Ms. Taylor therefore believes that the Board abused its discretion by failing to assign her federally-funded counsel who could assist her with developing her claim. We disagree. As an initial matter, Ms. Taylor has no constitutional right to appointed counsel to assist with her appeal of the Agency’s removal action. That right is usually limited to criminal cases, and generally applies to civil cases such as this only when an indigent party’s liberty is potentially threatened. Pitts v. Shinseki, 700 F.3d 1279, 1283 (Fed.Cir.2012); see also Lassiter v. Dep’t of Soc. Servs., 452 U.S. 18, 26-27, 101 S.Ct. 2153, 68 L.Ed.2d 640 (1981) (“[W]e • ■ ■ draw from [the Court’s precedents] the presumption that an indigent litigant has a right to appointed counsel only when, if he loses, he may be deprived of his physical liberty.”); Ar-nesen v. Principi, 300 F.3d 1353, 1360 (Fed.Cir.2002) (generally there is no right to appointed counsel for indigent civil litigants absent a potential loss of personal freedom); Lariscey v. United States, 861 F.2d 1267, 1270 (Fed.Cir.1988) (“[T]he right to counsel is highly circumscribed, and has been authorized in exceedingly restricted circumstances,” such as when an indigent party “may lose his/her personal freedom if the action is lost”).

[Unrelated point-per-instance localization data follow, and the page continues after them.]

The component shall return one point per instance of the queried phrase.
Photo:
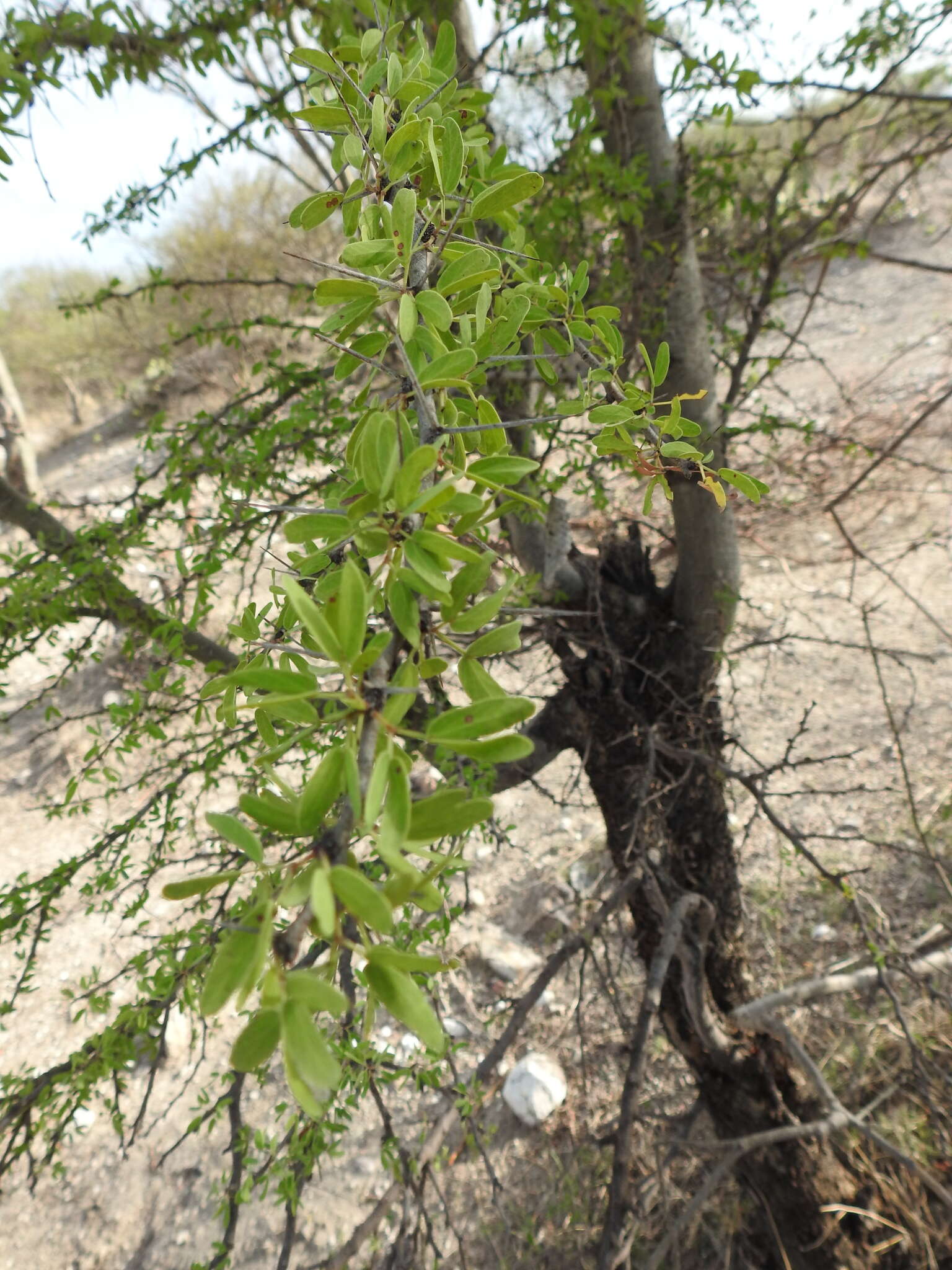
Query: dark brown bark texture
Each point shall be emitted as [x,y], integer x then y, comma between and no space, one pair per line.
[641,675]
[631,683]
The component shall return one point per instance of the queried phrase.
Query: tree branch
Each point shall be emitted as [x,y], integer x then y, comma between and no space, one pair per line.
[120,603]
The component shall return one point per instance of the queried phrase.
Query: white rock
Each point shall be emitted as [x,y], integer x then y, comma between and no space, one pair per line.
[409,1044]
[506,957]
[535,1088]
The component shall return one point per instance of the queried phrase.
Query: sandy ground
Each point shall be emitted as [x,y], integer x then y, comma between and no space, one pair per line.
[886,343]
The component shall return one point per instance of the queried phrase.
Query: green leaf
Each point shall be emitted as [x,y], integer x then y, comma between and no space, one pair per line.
[395,74]
[662,363]
[447,370]
[333,291]
[405,611]
[427,566]
[190,887]
[320,208]
[407,319]
[273,680]
[749,486]
[444,814]
[501,469]
[307,1050]
[315,58]
[408,133]
[232,963]
[238,833]
[434,310]
[503,639]
[483,611]
[609,414]
[257,1042]
[413,963]
[444,50]
[323,789]
[272,812]
[324,118]
[325,910]
[418,464]
[454,154]
[679,450]
[403,218]
[314,620]
[467,271]
[498,750]
[351,610]
[478,683]
[479,719]
[505,195]
[369,41]
[315,992]
[361,898]
[316,525]
[374,252]
[507,328]
[408,1003]
[353,150]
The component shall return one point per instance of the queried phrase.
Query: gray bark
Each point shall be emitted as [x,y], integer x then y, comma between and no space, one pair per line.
[637,133]
[20,465]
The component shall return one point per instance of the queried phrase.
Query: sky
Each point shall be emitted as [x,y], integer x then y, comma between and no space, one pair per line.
[84,150]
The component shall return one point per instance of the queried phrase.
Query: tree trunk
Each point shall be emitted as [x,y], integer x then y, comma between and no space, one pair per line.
[649,681]
[20,466]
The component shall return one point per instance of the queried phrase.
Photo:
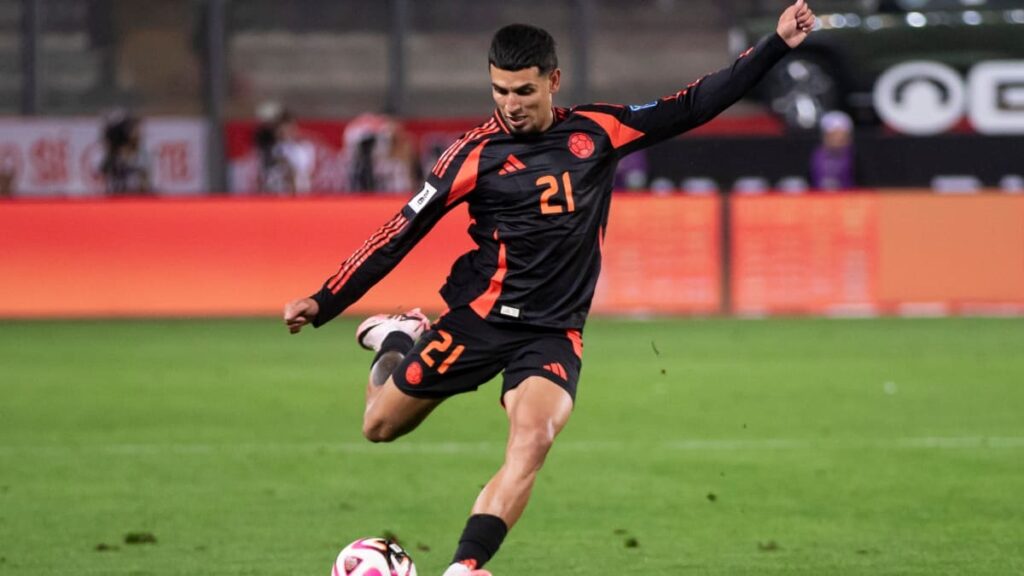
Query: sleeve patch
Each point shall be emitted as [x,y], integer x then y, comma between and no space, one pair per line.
[421,200]
[639,107]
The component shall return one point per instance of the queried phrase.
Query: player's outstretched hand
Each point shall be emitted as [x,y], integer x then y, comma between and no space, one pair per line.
[796,23]
[299,313]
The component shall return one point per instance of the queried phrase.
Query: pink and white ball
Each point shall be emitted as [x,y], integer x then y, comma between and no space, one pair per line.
[374,557]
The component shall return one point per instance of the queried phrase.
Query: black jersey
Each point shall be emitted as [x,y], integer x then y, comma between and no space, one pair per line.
[539,203]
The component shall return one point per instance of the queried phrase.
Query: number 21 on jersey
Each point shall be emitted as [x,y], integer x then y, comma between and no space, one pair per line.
[552,188]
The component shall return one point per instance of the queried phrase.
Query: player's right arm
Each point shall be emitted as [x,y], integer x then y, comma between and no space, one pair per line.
[451,180]
[708,96]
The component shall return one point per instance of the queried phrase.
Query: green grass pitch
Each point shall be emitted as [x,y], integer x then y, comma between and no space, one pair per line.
[711,447]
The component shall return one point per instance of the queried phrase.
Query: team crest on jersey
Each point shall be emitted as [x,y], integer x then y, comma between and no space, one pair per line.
[582,146]
[414,374]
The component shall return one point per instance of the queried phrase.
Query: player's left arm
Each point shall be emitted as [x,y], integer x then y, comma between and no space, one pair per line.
[712,94]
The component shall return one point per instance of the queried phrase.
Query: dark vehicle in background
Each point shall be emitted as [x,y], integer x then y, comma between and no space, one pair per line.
[856,41]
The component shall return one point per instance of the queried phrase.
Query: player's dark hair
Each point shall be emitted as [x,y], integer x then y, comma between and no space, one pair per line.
[519,46]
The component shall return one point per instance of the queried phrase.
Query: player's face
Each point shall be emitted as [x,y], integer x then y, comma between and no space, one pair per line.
[524,97]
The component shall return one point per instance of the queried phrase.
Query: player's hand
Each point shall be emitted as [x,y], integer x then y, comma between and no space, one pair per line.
[796,23]
[299,313]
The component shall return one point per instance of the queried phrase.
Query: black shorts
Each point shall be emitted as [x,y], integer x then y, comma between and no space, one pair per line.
[461,352]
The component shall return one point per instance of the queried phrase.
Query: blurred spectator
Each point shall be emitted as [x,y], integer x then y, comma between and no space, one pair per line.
[380,155]
[8,173]
[125,167]
[834,163]
[286,160]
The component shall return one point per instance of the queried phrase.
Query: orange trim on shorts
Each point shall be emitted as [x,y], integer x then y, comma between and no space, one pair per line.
[577,338]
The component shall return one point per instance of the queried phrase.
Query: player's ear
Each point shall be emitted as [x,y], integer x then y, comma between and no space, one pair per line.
[555,80]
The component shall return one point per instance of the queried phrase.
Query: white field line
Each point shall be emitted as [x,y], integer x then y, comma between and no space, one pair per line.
[414,447]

The Board and the Agency seldom encounter such cases, and so it is unsurprising that neither has any procedure in place for appointing federally-funded counsel to represent pro se claimants. Nevertheless, on at least one prior occasion, we have directed the Board to provide some measure of assistance to a mentally incompe *973 tent pro se claimant. In French v. Office of Personnel Management, 810 F.2d 1118 (Fed.Cir.1987), we held that it was an abuse of discretion to dismiss as untimely a mentally incompetent man’s pro se claim for disability retirement benefits, and we remanded with instructions that the Office of Personnel Management (“OPM”) should take an “active role” in helping Mr. French develop his claim. 810 F.2d 1118, 1120 (Fed.Cir.1987) (holding that a mentally incompetent pro se claimant should not “alone ... be charged with the task of establishing his case” for disability benefits based upon mental incompetency).

The reasoning and result of French do not compel a remand of Ms. Taylor’s case. We decided French based largely upon our interpretation of 5 U.S.C. § 8387(b), which specifically concerns disability benefits.